Though there's still more than two months left to 2020, that hasn't stopped Tesla (TSLA 0.56%) analysts from trying to start making estimates on the electric-car maker's potential growth in 2021. During the company's third-quarter earnings call last week, an analyst took a stab at getting CEO Elon Musk to talk about vehicle delivery expectations for next year -- and he succeeded.
As it turns out, Tesla may be positioned for massive growth in vehicle deliveries in 2021 -- and the automaker has the installed production capacity to back it up.
Tesla deliveries may skyrocket
After explaining how he arrived at his estimate, New Street Research analyst Pierre Ferragu he believed Tesla could deliver between 840,000 to one million cars in 2021 -- up from the projected 500,000 units the company is expected to deliver this year.
When asked whether he was on the right track, Musk responded saying, "I mean, it's in that vicinity. Yes. You're not far off."
To put this potential growth into perspective, consider it in percentage terms compared to the 500,000 vehicles Tesla is aiming to deliver this year. Growing deliveries from 500,000 in 2020 to 850,000 in 2021 implies 70% year over year growth. One million deliveries next year, of course, would translate to 100% growth (again assuming Tesla delivers 500,000 vehicles in 2020.
How Tesla's deliveries could grow 70%
But are these realistic expectations?
There's actually a rational case for this analyst's projections. As the analyst pointed out when explaining the reasoning for his forecast, the automaker has already installed enough production capacity to produce nearly 850,000 cars per year.

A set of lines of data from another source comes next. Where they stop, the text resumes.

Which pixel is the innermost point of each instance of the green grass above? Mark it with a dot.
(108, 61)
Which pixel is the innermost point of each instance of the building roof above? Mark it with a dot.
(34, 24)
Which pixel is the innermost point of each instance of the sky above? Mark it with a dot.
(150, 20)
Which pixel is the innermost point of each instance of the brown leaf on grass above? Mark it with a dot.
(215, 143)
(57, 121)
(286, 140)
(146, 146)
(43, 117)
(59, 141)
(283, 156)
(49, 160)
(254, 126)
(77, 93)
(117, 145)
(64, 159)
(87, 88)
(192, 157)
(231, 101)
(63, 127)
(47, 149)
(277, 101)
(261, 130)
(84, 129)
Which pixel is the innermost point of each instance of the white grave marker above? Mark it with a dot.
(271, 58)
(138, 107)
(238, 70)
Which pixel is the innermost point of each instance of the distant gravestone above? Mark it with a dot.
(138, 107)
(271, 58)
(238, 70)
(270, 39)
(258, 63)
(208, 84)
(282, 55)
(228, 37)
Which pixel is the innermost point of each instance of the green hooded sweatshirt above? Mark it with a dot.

Tesla broke down this capacity in its third-quarter shareholder letter. The company's production lines at its Fremont, California factory can produce 90,0000 combined Model S and X units per year and 500,000 combined Model 3 and Y units. Tesla's new Shanghai factory has the capacity for 250,000 Model 3 vehicles annually.
Meanwhile, Tesla's Model Y factories in both Berlin, Germany and Austin, Texas are both under construction. In addition, the company is building a production line for Model Y in Shanghai. Given Tesla's recent accelerated pace at bringing factories and new production lines online, it wouldn't be surprising to see production at these factories begin in meaningful volumes next year.
While Tesla could run into some unexpected detours, the company's recent execution and its expansion plans suggest Tesla will likely see accelerated growth next year.